Newbie - FAQ

Re: follow up
ITAdmin 8 Reviews 1832 reads
posted
1 / 16

I am asking these questions here because I have found that providers don't seem to want to talk about any of this ahead of time which leaves me with some unknowns and feeling more nervous then I maybe need to. I am a pretty shy guy when it comes to one on one with a lady. I lived on a boat till almost out of high school and had no interaction with people my own age. Then I married pretty young after getting off the boat. As a result not very experienced or very comfortable with some things. Or at least not as comfortable as those who do this often are.

For example, for me kissing is extremely intimate and something I can not easily do. In a first meeting (and maybe not till 3rd or 4th) I may not feel comfortable with it. I also have never been a fan of DATY. Would not wanting to kiss and not wanting to DATY be a problem for a provider? My logical brain tells me I am being an idiot. That I am paying for an experience for me not her. But I can not help but keep her interests in mind. It is just natural for me. And my emotional brain worries that she will tag me as a client she doesn't  like to see.

For me the reason I am looking into these experiences is that my personal life lacks intimacy. I am going on these dates looking for intimacy more then an exotic experience. Obviously not confused about the nature of the relationship and the intimacy will be a fleeting thing. But, still that is what I lack and what I am looking for. So a great date for me will be with a lady who shows interest in me, can lead and help me to feel comfortable, loves to touch and be close, but is ok if I am not comfortable at first with kissing and probably never DATY.

In any case. I am at a loss as to how this will go over with a good provider. I have seen a couple relatively inexperienced young girls and found that to not be a good setup for me. They are often not very aggressive and are almost as shy as I am which just makes the whole thing awkward.

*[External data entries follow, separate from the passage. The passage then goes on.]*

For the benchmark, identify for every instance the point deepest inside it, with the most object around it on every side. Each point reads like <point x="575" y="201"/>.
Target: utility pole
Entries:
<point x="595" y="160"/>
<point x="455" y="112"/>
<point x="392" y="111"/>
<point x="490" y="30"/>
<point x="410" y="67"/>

Will providers be accepting and good with this setup? And how and when do I fill them in on what I like and do not like?

Kinot 55 Reviews 538 reads
posted
2 / 16

Posted By: theonegodd
I am asking these questions here because I have found that providers don't seem to want to talk about any of this ahead of time which leaves me with some unknowns and feeling more nervous then I maybe need to. I am a pretty shy guy when it comes to one on one with a lady. I lived on a boat till almost out of high school and had no interaction with people my own age. Then I married pretty young after getting off the boat. As a result not very experienced or very comfortable with some things. Or at least not as comfortable as those who do this often are.

For example, for me kissing is extremely intimate and something I can not easily do. In a first meeting (and maybe not till 3rd or 4th) I may not feel comfortable with it. I also have never been a fan of DATY. Would not wanting to kiss and not wanting to DATY be a problem for a provider? My logical brain tells me I am being an idiot. That I am paying for an experience for me not her. But I can not help but keep her interests in mind. It is just natural for me. And my emotional brain worries that she will tag me as a client she doesn't  like to see.

For me the reason I am looking into these experiences is that my personal life lacks intimacy. I am going on these dates looking for intimacy more then an exotic experience. Obviously not confused about the nature of the relationship and the intimacy will be a fleeting thing. But, still that is what I lack and what I am looking for. So a great date for me will be with a lady who shows interest in me, can lead and help me to feel comfortable, loves to touch and be close, but is ok if I am not comfortable at first with kissing and probably never DATY.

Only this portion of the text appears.